English is evolving, as it always has, not decaying. To be an effective editor means to be able to make thoughtful discriminations between different levels and dialects of the language, as appropriate to the subject and the occasion. Linguistics contributes to the ability to make those distinctions, as was suggested many years ago by that self-taught journalist and scholar, H.L. Mencken, in The American Language:
“The error of ... viewers with alarm is in assuming that there is enough magic in pedagogy to teach ‘correct’ English to the plain people. There is, in fact, too little; even the fearsome abracadabra of Teachers College, Columbia, will never suffice for the purpose. The plain people will always make their own language, and the best that grammarians can do is to follow after it, haltingly, and often without much insight. Their lives would be more comfortable if they ceased to repine over it, and instead gave it some hard study. It is very amusing, and not a little instructive.”
* Shaman is Professor Bolinger’s term for self-appointed language experts, like your humble You Don’t Sayer, who have some useful advice mingled with shibboleth and superstition — the people Steven Pinker calls “language mavens” in The Language Instinct.
** Not that I want to fall into some giddy excess of indulgence in footnotes in the David Foster Wallace manner, but I have to disclose a painful truth without shouting it. Many journalists, like most college graduates of the past 40 years (the period of my direct experience) are not particularly well educated.
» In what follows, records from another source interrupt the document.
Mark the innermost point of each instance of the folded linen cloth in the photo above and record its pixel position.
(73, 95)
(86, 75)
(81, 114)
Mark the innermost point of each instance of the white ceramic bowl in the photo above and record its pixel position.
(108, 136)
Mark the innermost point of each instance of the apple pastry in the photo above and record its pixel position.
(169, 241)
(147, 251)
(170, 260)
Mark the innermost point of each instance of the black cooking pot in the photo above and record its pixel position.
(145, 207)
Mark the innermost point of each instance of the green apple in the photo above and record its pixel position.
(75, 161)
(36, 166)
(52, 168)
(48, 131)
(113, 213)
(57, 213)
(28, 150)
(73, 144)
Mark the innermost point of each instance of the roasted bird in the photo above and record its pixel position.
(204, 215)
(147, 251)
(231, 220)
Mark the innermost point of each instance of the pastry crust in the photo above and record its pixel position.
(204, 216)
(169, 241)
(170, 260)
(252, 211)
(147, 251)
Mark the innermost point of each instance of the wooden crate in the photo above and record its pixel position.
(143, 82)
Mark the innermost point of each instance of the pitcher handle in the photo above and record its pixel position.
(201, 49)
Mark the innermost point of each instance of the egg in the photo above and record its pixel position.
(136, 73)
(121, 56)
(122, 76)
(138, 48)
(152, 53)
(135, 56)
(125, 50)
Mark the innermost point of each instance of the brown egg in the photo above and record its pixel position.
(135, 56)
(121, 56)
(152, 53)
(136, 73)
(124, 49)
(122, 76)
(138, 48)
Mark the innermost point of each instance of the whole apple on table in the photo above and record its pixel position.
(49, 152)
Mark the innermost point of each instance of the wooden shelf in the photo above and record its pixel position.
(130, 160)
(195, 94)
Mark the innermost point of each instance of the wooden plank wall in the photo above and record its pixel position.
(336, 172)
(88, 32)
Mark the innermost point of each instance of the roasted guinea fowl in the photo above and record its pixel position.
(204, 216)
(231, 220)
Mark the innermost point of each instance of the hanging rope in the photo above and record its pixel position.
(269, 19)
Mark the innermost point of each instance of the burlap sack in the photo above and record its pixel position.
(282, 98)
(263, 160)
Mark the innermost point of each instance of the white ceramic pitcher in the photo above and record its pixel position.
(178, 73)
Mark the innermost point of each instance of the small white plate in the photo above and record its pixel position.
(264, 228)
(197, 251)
Before you leap screaming from your chair, keep in mind that I have 13 years’ worth of copy desk applicant tests to draw from in support of this contention, not to mention the things I see in the daily flow of copy. It’s a serious mistake to dismiss tout court the work of people who have given serious study to the workings of the language.







Comments
Many journalists, like most college graduates of the past 40 years (the period of my direct experience) are not particularly well educated.
Aww, and here I thought my B.A. endowed me with the soft glow of intellectual brilliance.
This prompts the question, however, of who you find is well educated.
Posted by: Abigail Carlson | July 23, 2008 10:49 AM
I spent a few years in book production, where I had some experience in copy editing. I have also spent a couple of decades writing and editing newsletters and other material for large non-profit organizations. In one of these, I had the privilege of working with a man who had spent most of his working life as a reporter in Virginia and Washington, DC. He taught me a lot about writing and editing, and the experience helped me refine my skills.I became a much better writer and editor, thanks to him, and I learned something from almost every editing encounter we had. On the other hand, as I moved on to different organizations, I found that one of my worst experiences of having my copy reviewed came from somebody who had two PhDs. While I have a master's degree and treasure learning for its own sake and practical value, this person's extensive education brought little of value to the fluidity and comprehensibility of the work at hand.
Posted by: Frank Moorman | July 23, 2008 4:14 PM
Maybe it's enough already with the shibbolethery.